Sure enough, as we approached the Grimsel Pass an hour and a half later we saw two signs indicating that the Pass was closed due to weather. Disbelieving (or wanting to) we continued on, finally stopping at a restaurant – hotel to ask if it were true. “It were.” We turned and retraced our steps (rolls?), having already driven through one mountain pass full of new snow and snow actively falling around us. It was beautiful, but the hairpin turns were enough to turn the hairpin gray.
Looking for another way, we stopped at a roadside help station (with coffee!). They too were closed, and when we returned to the car I could not figure out how to get it into reverse. Lovely. We pushed it back – carefully – onto the mountain road, then jumped in and continued on our way.
Later on the trip we made it through another pass on a car-train. That was a new one for me. Typical of my ‘out-of-it-ness’ in new experiences, we were actually sitting on the car-train ready to head through 12 kilometers of tunnel before I even realized we had arrived. Off we went, bouncing through a completely dark and noisy tube. We made it through. A successful passage.
After many further adventures that day, which I will not recount here out of mercy, we arrived at Tasch, a town just kilometers from Zermatt, the town at the foot of the Matterhorn. That eveningI took a walk through the town. To either side tower the Alps, some of them still snowcapped. It was cold with a light breeze. The sense of awe I felt looking up at these summits in the silence was wonderful. It felt like a re-setting of my visual and spiritual clock, a reconnecting with the amazing truth that creation is creation. It was that marvelous gift of having no desire to be anywhere other than where you are, to be completely present in that moment.
The next morning we took the train from the station next door to Zermatt. I walked through the town, ascending, ascending, past the skiers preparing for the slopes, past the church bells ringing and wild echoing through the air, past the tourists, and the resident moms gathering their children for school or errands, past the ancient wooden houses and the new chalets, past the waters rushing down off the mountains, until I turned a corner and got a clear view of the Matterhorn.

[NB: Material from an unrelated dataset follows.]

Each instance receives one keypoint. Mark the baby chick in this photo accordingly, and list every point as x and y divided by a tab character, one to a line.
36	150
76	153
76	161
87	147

It is, in the best sense of the word, extreme. Extreme in the sense of being fully and radically and only itself, an attribute that would be shared with all of creation were it not for our compromises with mediocrity and acceptance of less than the full grace poured out our way at every moment from the source of this and every mountain – and every valley as well.
It was, in the original sense of the word, awesome, beyond the telling, worth the gazing, simply beautiful.